March 27, 2015
LED fixtures put Rifle Creek Museum in a new light
Replacement of old ceiling lights brightens museum’s collections
Rich Carter, left, and Cecil Waldron, board members of the Rifle Creek Museum, look at some of the artifacts in the “country store” section of the museum. New LED lighting makes the details of the display very easy to see, and will save the museum money on its electric bill. Photo by Kelley Cox
The aging fluorescent tube lighting in the Rifle Creek Museum was almost old enough to be an artifact itself, says Rifle City Councilman Rich Carter with a smile.
“It used to be brown and dark in here,” Carter said, standing in the foyer of the two-story brick museum at 337 East Ave.
“The lights were pinkish, bluish or white, and a lot of them were burned out,” added Cecil Waldron, president of the Rifle Creek Center for Historical Preservation, which operates the museum. “Some ballasts were burned out, and there were black spots on the ceiling.”
The old dim lighting fixtures, along with their potential as a fire hazard, are now gone, thanks to a determined effort by the museum’s board, energy coaching from Garfield Clean Energy, funding from grants and rebates, and the work of Mark Briels Electric of Rifle.
In March 2015, Briels and his crew swapped out the old lights for 50 new LED fixtures.
Now, evenly bright and uniformly colored LED ceiling fixtures provide a pleasant daylight type of light that illuminates both floors of the museum and its diverse collection of historic items.
“It’s a much better atmosphere for visitors and volunteers alike,” said Waldron. “People used to say, ‘I can see that, but what is it?’ This lighting gives us more of a willingness to work, to get in there and do something.”
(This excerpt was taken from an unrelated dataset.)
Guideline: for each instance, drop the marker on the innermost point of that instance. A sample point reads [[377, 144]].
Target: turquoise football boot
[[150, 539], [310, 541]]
“This looks very professional,” said Barb Clifton, Rifle City Council member, when she stepped into the museum after the work was complete.
Garfield Clean Energy board member Barb Clifton, right, presents a rebate check for $2,500 to Cecil Waldron, center, president of the Rifle Creek Museum, and Rich Carter, left, Rifle City Council liaison to the museum. The rebate will help pay for the recent LED lighting upgrade throughout the museum. Clifton is Rifle City Council’s member on the Garfield Clean Energy board. Photo by Kelley Cox
In 2015, Clifton was the city’s representative on the board of Garfield Clean Energy, which provided free energy coaching for the project. Energy Coach Matt Shmigelsky helped Carter and Waldron plan out the project for maximum energy savings and rebate funding.
During her visit, Clifton presented a rebate check for $2,500 to Waldron to help pay for the $22,727 project.
This funding came from a Colorado Department of Public Health and Environment grant to CLEER: Clean Energy Economy for the Region, which manages Garfield Clean Energy. CLEER used the $40,000 grant over the past year to fund rebates for energy efficiency upgrades done by households and businesses in western Garfield County. The check to the museum was the final payment made from the fund.
Other funding for the museum lighting project includes a $16,515 grant from the Clough Family Foundation, $1,500 from the City of Rifle, and an $800 rebate for energy efficiency from Xcel Energy. The museum board will end up paying just $1,412 for the project
“We are well pleased and proud of the community for helping us out on this,” Waldron said.
In addition to delivering higher quality light, the new LED fixtures and bulbs use far less energy than the old lighting system. In planning the installation, Shmigelsky examined the museum’s electric bills from the previous year. Because there’s no heating in the building, which was the former City Hall, the museum is only open from May 15 to Oct. 15.
Shmigelsky calculated that even though the museum is open for only five months of the year, the switch to LED lighting will save about 3,600 kilowatt-hours per year, valued at $1,220. If the museum were open year-round, the annual savings would be even greater.
On the other hand, the seasonal operation of the museum means these bulbs will last for decades, allowing museum volunteers to focus their efforts on displays rather than climbing ladders to maintain light fixtures.
The combination of electric bill savings and zero maintenance for light fixtures means the museum volunteers can take on the interesting projects that will improve and diversify museum displays, Waldron said.
For example, museum volunteers are part way through a project to digitally scan and transfer to proper archival storage a collection of 4,300 glass plate photo negatives from the portrait studio of Fred and Ola Garrison.
The museum board also wants to install more rotating displays and show off more of its collection, to encourage people to visit more often. The new lighting will help, said Carter.
“Hopefully the people who have been in here before will come back and see things in a different light,” he said.